GC21C-0556:
Shortwave heating response to water vapor as a significant source of uncertainty in global hydrological sensitivity in CMIP5 models

Tuesday, 16 December 2014
Anthony M DeAngelis1, Xin Qu1, Alexander D Hall1 and Stephen A Klein2, (1)University of California Los Angeles, Los Angeles, CA, United States, (2)Lawrence Livermore National Laboratory, Livermore, CA, United States
Abstract:
The hydrological cycle is expected to undergo substantial changes in response to global warming, with all climate models predicting an increase in global-mean precipitation. There is considerable spread among models, however, in the projected increase of global-mean precipitation, even when normalized by surface temperature change. In an attempt to develop a better physical understanding of the causes of this intermodel spread, we investigate the rapid and temperature-mediated responses of global-mean precipitation to CO2 forcing in an ensemble of CMIP5 models by applying regression analysis to pre-industrial and abrupt quadrupled CO2 simulations, and focus on the atmospheric radiative terms that balance global precipitation. The intermodel spread in the temperature-mediated component, which dominates the spread in total hydrological sensitivity, is highly correlated with the spread in temperature-mediated clear-sky shortwave (SW) atmospheric heating among models. Upon further analysis of the sources of intermodel variability in SW heating, we find that increases of upper atmosphere and (to a lesser extent) total column water vapor in response to 1K surface warming only partly explain intermodel differences in the SW response. Instead, most of the spread in the SW heating term is explained by intermodel differences in the sensitivity of SW absorption to fixed changes in column water vapor. This suggests that differences in SW radiative transfer codes among models are the dominant source of variability in the response of atmospheric SW heating to warming.
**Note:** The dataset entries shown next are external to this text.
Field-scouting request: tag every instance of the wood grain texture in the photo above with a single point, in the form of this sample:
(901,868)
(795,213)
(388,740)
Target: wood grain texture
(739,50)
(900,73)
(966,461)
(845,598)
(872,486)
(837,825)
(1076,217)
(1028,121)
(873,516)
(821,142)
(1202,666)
Better understanding of the SW heating sensitivity to water vapor in climate models appears to be critical for reducing uncertainty in the global hydrological response to future warming. Current work entails analysis of observations to potentially constrain the intermodel spread in SW sensitivity to water vapor, as well as more detailed investigation of the radiative transfer schemes in different models and how they relate to the sensitivity of SW heating.